Enables previously "slow" `gradgrad` checks on CUDA (#57802)
Summary:
Fixes https://github.com/pytorch/pytorch/issues/57508
Earlier, a few CUDA `gradgrad` checks (see the list of ops below) were disabled because of them being too slow. There have been improvements (see https://github.com/pytorch/pytorch/issues/57508 for reference) and this PR aimed on:
1. Time taken by `gradgrad` checks on CUDA for the ops listed below.
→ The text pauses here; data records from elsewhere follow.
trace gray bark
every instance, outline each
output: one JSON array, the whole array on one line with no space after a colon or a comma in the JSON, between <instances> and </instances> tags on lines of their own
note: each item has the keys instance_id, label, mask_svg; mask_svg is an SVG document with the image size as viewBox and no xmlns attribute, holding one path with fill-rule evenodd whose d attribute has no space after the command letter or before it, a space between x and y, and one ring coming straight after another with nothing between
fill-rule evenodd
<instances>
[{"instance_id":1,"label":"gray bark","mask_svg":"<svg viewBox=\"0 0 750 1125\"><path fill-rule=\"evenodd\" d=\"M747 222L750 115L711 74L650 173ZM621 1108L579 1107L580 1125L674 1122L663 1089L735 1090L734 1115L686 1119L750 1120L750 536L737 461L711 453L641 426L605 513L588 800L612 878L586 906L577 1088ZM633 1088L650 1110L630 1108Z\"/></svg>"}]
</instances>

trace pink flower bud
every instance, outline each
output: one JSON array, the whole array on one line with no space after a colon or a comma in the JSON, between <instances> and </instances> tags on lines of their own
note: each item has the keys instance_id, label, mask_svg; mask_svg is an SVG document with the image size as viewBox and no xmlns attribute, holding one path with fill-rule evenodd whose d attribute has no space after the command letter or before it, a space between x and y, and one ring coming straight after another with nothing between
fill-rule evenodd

2. Enabling the tests again if the times sound reasonable
Ops considered: `addbmm, baddbmm, bmm, cholesky, symeig, inverse, linalg.cholesky, linalg.cholesky_ex, linalg.eigh, linalg.qr, lu, qr, solve, triangular_solve, linalg.pinv, svd, linalg.svd, pinverse, linalg.householder_product, linalg.solve`.
For numbers (on time taken) on a separate CI run: https://github.com/pytorch/pytorch/pull/57802#issuecomment-836169691.
cc: mruberry albanD pmeier
Pull Request resolved: https://github.com/pytorch/pytorch/pull/57802
Reviewed By: ngimel
Differential Revision: D28784106
Pulled By: mruberry
fbshipit-source-id: 9b15238319f143c59f83d500e831d66d98542ff8